Dans la région du lac Tchad, dans le camp de réfugiés de Dar es Salaam, les milliers de réfugiés qui vivent dans des tentes de l’ONU ont le regard tourné sur l’autre rive, vers leur Nigeria natal, a rapporté une journaliste de l’AFP lors d’un récent reportage dans la région.

« Les gens ici ne parlent pas d’Europe, ils veulent rentrer au Nigeria », confirme Jonathan Mani, professeur des écoles dans le camp, qui a fui son pays en 2015, surpris par l’attaque meurtrière de la ville nigériane de Baga par Boko Haram.

« Malgré la menace de Boko Haram, certains réfugiés de Dar Es Salaam rentrent à Baga pour essayer de reprendre des activités », témoigne-t-il dans ce camp où les conditions de vie sont difficiles, avec la faim qui menace.

Au Tchad toujours, le représentant du HCR se souvient encore des difficultés rencontrées pour sensibiliser des réfugiés centrafricains à un programme d’installation aux États-Unis en 2015-2016. « Ce sont des paysans, pas des gens qui sont allés à l’école ».

De nouvelles routes migratoires ?

Si les réfugiés au Tchad ne regardent pas vers l’Europe, l’immense pays de 1,3 million de km2 pourrait être traversé par des routes migratoires empruntées par des migrants en route vers la Libye.

En Méditerranée, plusieurs Soudanais et Sud-Soudanais ont raconté être passés par le Tchad pour gagner la Libye en raison de l’augmentation des contrôles à la frontière entre le Soudan et la Libye.

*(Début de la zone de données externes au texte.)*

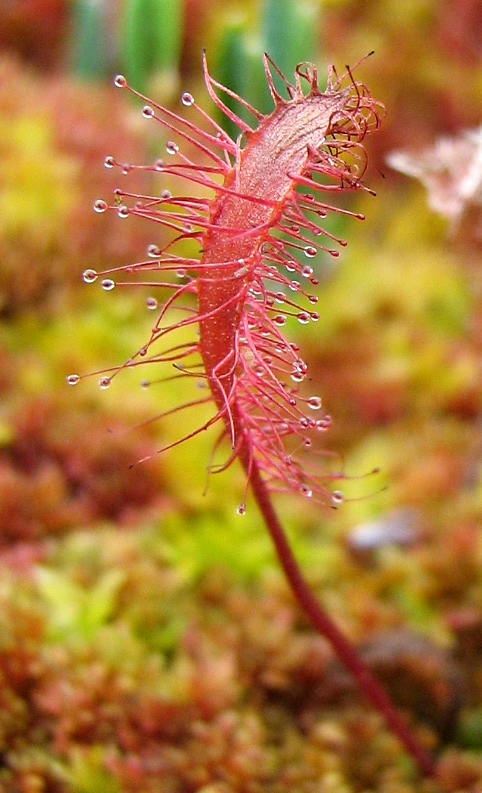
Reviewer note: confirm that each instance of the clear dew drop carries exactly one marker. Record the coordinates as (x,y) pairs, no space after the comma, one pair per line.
(89,276)
(314,403)
(153,251)
(306,491)
(337,498)
(323,424)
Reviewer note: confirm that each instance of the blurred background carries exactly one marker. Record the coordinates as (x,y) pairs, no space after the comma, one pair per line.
(130,644)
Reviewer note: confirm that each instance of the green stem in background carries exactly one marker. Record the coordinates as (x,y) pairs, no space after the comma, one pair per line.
(286,29)
(151,38)
(89,50)
(289,31)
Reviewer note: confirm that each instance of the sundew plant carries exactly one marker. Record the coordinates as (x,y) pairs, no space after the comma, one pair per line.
(253,205)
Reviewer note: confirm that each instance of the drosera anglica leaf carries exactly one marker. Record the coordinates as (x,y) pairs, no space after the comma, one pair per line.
(257,229)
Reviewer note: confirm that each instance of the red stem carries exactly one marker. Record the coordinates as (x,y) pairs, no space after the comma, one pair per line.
(344,649)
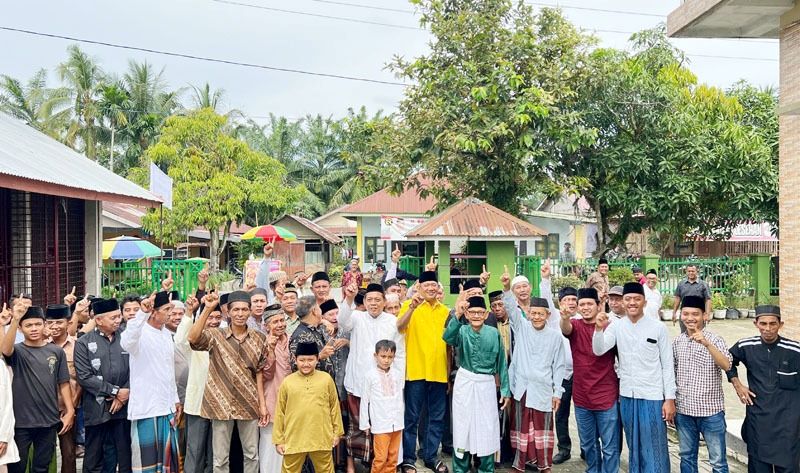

Ils se sont confiés à une journaliste de l’AFP en août lors d’un reportage sur le navire l’Aquarius qui les a secourus.

« Nous sommes en train de chercher à comprendre ce qui se passe » dans le nord ou dans l’est du Tchad, explique M. Ambaoumba, qui parle de la ville d’Abéché (est) comme exemple d’un possible « hub » de transits de toutes sortes.

Rien à voir cependant avec le Niger voisin, où les flux migratoires de ressortissants ouest-africains (Gambie, Guinée Bissau, Guinée, Côte d’Ivoire, Ghana, Nigeria….) sont documentés et chiffrés: en 2016, 335.000 migrants ont ainsi été observés à Agadez (nord du Niger) se dirigeant vers la Libye ou l’Algérie par l’Organisation internationale pour les migrations (OIM), qui en a recensé 111.000 regagnant Agadez dans l’autre sens.

A Paris lundi, des discussions lors d’un sommet européen sur les flux migratoires ont réuni les présidents tchadien et nigérien, Idriss Déby Itno et Mahamadou Issoufou, ainsi que le chef du gouvernement d’entente nationale libyen, Fayez al-Sarraj.

Le président français Emmanuel Macron a poussé l’idée d’une procédure d’asile en Afrique « dans des zones identifiées, pleinement sûres, au Niger et au Tchad, sous supervision du HCR ».

Cette idée a été accueillie froidement à N’Djamena. A Paris, le président tchadien Idriss Déby a surtout insisté avec son homologue nigérien Mahamadou Issoufou sur l’importance du développement pour réduire les flux migratoire.

La veille, son ministre des Affaires étrangères, Hissein Brahim Taha, avait rejeté l’idée de créer des « hot spots » (centre d’enregistrement des demandeurs d’asile) au Tchad : « Nous sommes contre ce projet qui risque de créer un appel d’air. Des milliers de candidats à l’immigration viendront chez nous », avait-il déclaré à Radio France Internationale (RFI).